Book of Common Prayer
The sanctuary under the old agreement
9 1-5 Now the first agreement had certain rules for the service of God, and it had a sanctuary, a holy place in this world for the eternal God. A tent was erected: in the outer compartment were placed the lamp-standard, the table and the sacred loaves. Inside, beyond the curtain, was the inner tent called the holy of holies in which were the golden censer and the gold inlaid ark of the agreement, containing the golden jar of manna, Aaron’s budding staff and the stone tablets inscribed with the words of the actual agreement. Above these things were fixed representations of the cherubim of glory, casting their shadow over the ark’s covering, known as the mercy seat. (All this is full of meaning but we cannot enter now into a detailed explanation.)
6-7 Under this arrangement the outer tent was habitually used by the priests in the regular discharge of their religious duties. But the inner tent was entered once a year only, by the High Priest, alone, bearing a sacrifice of shed blood to be offered for his own sins and those of the people.
The old arrangements stood as symbols until Christ, the truth, came
8-10 By these things the Holy Spirit means us to understand that the way to the holy of holies was not yet open, that is, so long as the first tent and all that it stands for still exist. For in this outer tent we see a picture of the present time, in which both gifts and sacrifices are offered and yet are incapable of cleansing the soul of the worshipper. The ceremonies are concerned with food and drink, various washings and rules for bodily conduct, and were only intended to be valid until the time when Christ should establish the truth.
11-14 For now Christ has come among us, the High Priest of the good things which were to come, and has passed through a greater and more perfect tent which no human hand has made (for it was no part of this world of ours). It was not with goats’ or calves’ blood but with his own blood that he entered once and for all into the holy of holies, having won for us men eternal reconciliation with God. And if the blood of bulls and goats and the ashes of a burnt heifer were, when sprinkled on the unholy, sufficient to make the body pure, then how much more will the blood of Christ himself, who in his eternal spirit offered himself to God as the perfect sacrifice, purify your souls from the deeds of death, that you may serve the living God!
Jesus heals in Jerusalem
5 1-6 Some time later came one of the Jewish feast-days and Jesus went up to Jerusalem. There is in Jerusalem near the sheep-gate a pool surrounded by five arches, which has the Hebrew name of Bethzatha (the Pool of Bethesda). Under these arches a great many sick people were in the habit of lying; some of them were blind, some lame, and some had withered limbs. (They used to wait there for the “moving of the water”, for at certain times an angel used to come down into the pool and disturb the water, and then the first person who stepped into the water after the disturbance would be healed of whatever he was suffering from.) One particular man had been there ill for thirty-eight years. When Jesus saw him lying there on his back—knowing that he had been like that for a long time, he said to him, “Do you want to get well again?”

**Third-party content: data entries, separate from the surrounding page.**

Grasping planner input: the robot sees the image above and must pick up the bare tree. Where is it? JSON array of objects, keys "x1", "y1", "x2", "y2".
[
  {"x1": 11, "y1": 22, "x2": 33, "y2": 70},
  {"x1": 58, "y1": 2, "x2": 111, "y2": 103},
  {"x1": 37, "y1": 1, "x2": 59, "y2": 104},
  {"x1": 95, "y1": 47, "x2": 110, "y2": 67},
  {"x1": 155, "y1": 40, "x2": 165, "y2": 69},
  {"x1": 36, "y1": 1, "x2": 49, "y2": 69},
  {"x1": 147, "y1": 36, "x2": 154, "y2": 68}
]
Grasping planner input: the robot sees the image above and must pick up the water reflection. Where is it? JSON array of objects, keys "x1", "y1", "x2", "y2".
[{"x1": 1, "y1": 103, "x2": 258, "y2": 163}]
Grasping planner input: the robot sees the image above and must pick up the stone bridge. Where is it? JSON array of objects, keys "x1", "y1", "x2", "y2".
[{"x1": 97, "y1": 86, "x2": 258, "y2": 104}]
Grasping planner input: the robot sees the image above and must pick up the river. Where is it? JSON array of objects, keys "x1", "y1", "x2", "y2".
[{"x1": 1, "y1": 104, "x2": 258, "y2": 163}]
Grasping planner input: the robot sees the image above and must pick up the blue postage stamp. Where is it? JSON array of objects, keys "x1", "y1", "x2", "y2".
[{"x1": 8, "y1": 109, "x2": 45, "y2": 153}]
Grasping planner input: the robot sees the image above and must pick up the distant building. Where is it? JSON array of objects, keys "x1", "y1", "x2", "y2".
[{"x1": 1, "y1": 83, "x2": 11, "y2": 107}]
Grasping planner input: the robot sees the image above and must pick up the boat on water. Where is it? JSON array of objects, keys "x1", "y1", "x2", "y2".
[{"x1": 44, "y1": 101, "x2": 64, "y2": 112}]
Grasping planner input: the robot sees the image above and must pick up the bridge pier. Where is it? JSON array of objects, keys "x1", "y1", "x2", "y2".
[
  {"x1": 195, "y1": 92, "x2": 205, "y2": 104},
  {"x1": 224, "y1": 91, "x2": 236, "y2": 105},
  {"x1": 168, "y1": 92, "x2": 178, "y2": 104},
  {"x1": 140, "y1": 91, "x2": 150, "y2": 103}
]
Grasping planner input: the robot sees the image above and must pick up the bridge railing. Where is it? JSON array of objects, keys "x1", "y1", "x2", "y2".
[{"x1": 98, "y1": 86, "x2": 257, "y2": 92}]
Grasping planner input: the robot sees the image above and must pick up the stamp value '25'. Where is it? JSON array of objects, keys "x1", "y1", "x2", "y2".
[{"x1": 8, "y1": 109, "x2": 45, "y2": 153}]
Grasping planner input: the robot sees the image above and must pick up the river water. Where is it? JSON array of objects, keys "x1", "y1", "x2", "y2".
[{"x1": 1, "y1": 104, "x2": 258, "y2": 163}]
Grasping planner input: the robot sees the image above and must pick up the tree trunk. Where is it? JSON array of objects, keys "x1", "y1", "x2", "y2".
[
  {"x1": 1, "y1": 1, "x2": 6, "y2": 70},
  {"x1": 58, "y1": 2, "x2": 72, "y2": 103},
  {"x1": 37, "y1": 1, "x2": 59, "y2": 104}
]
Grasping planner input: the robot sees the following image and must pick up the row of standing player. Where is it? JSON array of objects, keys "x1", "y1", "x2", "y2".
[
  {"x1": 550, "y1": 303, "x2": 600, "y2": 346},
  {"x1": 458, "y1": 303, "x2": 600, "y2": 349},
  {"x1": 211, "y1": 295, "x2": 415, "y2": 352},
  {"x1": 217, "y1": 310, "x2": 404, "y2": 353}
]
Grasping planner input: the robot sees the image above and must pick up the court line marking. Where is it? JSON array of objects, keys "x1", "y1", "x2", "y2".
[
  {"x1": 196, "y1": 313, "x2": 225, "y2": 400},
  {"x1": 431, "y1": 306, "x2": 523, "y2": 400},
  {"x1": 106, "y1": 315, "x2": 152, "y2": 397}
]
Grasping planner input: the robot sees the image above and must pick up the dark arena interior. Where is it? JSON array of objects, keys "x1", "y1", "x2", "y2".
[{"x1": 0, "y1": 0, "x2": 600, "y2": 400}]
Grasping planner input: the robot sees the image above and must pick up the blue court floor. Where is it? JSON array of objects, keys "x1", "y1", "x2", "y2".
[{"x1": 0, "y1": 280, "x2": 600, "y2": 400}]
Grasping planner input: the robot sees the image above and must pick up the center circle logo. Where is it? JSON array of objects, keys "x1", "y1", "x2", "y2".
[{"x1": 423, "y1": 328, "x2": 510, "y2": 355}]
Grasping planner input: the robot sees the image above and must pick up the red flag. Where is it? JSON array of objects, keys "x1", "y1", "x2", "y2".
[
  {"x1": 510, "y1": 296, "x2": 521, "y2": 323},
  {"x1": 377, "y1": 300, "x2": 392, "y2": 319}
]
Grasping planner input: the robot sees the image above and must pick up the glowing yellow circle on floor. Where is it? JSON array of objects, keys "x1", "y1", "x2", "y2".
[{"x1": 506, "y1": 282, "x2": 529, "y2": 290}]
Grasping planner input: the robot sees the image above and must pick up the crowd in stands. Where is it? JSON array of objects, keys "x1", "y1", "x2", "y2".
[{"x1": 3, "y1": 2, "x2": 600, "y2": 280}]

7 “Sir,” replied the sick man, “I just haven’t got anybody to put me into the pool when the water is all stirred up. While I’m trying to get there somebody else gets down into it first.”

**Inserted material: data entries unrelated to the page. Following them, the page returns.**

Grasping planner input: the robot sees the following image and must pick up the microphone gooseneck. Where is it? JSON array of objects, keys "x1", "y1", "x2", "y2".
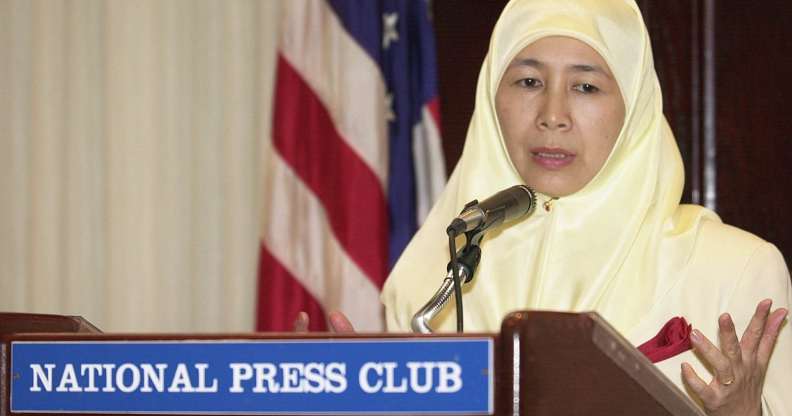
[
  {"x1": 446, "y1": 185, "x2": 536, "y2": 236},
  {"x1": 411, "y1": 185, "x2": 536, "y2": 333}
]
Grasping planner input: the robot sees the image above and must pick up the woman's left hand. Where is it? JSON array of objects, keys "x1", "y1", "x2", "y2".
[{"x1": 682, "y1": 299, "x2": 787, "y2": 416}]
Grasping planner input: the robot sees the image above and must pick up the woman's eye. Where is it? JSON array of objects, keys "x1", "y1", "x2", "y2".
[
  {"x1": 517, "y1": 78, "x2": 541, "y2": 88},
  {"x1": 575, "y1": 83, "x2": 599, "y2": 94}
]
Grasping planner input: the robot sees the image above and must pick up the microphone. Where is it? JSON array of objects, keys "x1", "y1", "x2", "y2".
[{"x1": 446, "y1": 185, "x2": 536, "y2": 236}]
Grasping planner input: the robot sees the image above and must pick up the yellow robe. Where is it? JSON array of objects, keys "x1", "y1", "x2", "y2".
[{"x1": 382, "y1": 0, "x2": 792, "y2": 416}]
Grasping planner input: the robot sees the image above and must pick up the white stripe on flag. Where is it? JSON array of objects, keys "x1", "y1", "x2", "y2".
[
  {"x1": 261, "y1": 152, "x2": 383, "y2": 331},
  {"x1": 413, "y1": 106, "x2": 446, "y2": 226},
  {"x1": 280, "y1": 0, "x2": 388, "y2": 189}
]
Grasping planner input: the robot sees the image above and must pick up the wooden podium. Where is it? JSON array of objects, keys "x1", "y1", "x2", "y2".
[{"x1": 0, "y1": 312, "x2": 703, "y2": 416}]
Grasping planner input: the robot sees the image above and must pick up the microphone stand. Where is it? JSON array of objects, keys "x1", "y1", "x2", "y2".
[{"x1": 410, "y1": 229, "x2": 485, "y2": 334}]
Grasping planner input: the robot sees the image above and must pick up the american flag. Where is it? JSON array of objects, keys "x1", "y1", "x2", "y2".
[{"x1": 257, "y1": 0, "x2": 445, "y2": 331}]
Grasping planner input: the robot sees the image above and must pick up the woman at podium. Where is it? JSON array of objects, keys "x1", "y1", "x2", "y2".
[{"x1": 382, "y1": 0, "x2": 792, "y2": 415}]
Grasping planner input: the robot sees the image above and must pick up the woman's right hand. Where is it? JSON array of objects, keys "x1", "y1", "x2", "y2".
[{"x1": 294, "y1": 311, "x2": 355, "y2": 334}]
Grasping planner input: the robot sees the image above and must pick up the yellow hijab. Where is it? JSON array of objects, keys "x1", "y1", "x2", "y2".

8 “Get up,” said Jesus, “pick up your bed and walk!”
9 At once the man recovered, picked up his bed and walked.
10 This happened on a Sabbath day, which made the Jews keep on telling the man who had been healed, “It’s the Sabbath, you know; it’s not right for you to carry your bed.”
11 “The man who made me well,” he replied, “was the one who told me, ‘Pick up your bed and walk.’”

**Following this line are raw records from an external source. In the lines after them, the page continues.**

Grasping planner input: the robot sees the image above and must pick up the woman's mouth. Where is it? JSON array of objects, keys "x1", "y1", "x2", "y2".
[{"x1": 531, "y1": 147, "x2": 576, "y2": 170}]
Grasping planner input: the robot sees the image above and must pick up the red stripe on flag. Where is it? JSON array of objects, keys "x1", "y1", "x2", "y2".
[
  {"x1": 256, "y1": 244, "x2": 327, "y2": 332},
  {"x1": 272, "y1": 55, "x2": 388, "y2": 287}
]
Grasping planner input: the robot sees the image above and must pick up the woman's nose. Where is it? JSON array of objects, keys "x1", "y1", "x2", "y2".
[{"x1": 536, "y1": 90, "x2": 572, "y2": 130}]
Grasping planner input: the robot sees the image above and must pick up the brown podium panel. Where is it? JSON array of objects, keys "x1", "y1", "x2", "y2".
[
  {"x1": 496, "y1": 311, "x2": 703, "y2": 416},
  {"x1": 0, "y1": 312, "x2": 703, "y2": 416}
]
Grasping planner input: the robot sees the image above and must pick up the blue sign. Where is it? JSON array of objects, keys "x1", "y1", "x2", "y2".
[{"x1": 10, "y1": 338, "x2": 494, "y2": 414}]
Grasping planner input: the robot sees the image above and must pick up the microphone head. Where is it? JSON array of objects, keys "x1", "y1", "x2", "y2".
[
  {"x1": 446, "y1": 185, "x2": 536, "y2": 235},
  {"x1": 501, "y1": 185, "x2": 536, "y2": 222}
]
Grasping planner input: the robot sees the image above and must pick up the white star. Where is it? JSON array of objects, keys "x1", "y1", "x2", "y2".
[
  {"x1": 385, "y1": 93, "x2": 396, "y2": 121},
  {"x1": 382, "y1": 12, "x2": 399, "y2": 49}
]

12 Then they asked him, “And who is the man who told you to do that?”
13-14 But the one who had been healed had no idea who it was, for Jesus had slipped away in the dense crowd. Later Jesus found him in the Temple and said to him, “Look: you are a fit man now. Do not sin again or something worse might happen to you!”
15 Then the man went off and informed the Jews that the one who had made him well was Jesus.
16-17 It was because Jesus did such things on the Sabbath day that the Jews persecuted him. But Jesus’ answer to them was this, “My Father is still at work and therefore I work as well.”
18 This remark made the Jews all the more determined to kill him, because not only did he break the Sabbath but he referred to God as his own Father, so putting himself on equal terms with God.